Another way to provide a good initial guess to MGCYC is to employ the procedure called nested iteration. It provides an initial iterate to the fine grid problem by solving the analogous linear system on a coarse grid and using a high order prolongation operator. The output of high order prolongation will serve as the initial guess on the fine grid. Of course, this idea can be applied using several nested grids. Nested iteration combined with multigrid cycles yields the full multigrid method (FMG). Algorithm 2 depicts the full multigrid method in detail. The FMG requires that the RHS vector is assembled on every level. Therefore, we need to do that using (4) for each auxiliary grid.
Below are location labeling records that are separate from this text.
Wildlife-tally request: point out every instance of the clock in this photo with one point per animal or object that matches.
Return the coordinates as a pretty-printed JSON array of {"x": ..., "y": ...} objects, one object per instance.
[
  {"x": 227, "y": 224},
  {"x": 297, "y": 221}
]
In addition to that, when applying several consecutive multigrid cycles (\(\nu _3\) in the construct of Algorithm 2), it is the solution from the previous cycle that provides the initial guess to the next one.

The most common smoothers used for standard multigrid iterations are the damped Jacobi method, lexicographic Gauss–Seidel [17], or SOR. In [9], the rate of convergence was estimated by performing an eigenvalue analysis of the damped Jacobi method. This is possible since the eigenvectors of the linear system \(\varvec{L}_h\) and the damped Jacobi method coincide. Yet it is no longer true if Gauss–Seidel is used as the smoother. Generally, the Gauss–Seidel method is known to have better smoothing properties than damped Jacobi iterations [27].

In Sect. 5.2, we estimate numerically the multigrid convergence rate when Gauss–Seidel is used as the smoother and compare the results against the theoretical predictions by local Fourier analysis [6, 27].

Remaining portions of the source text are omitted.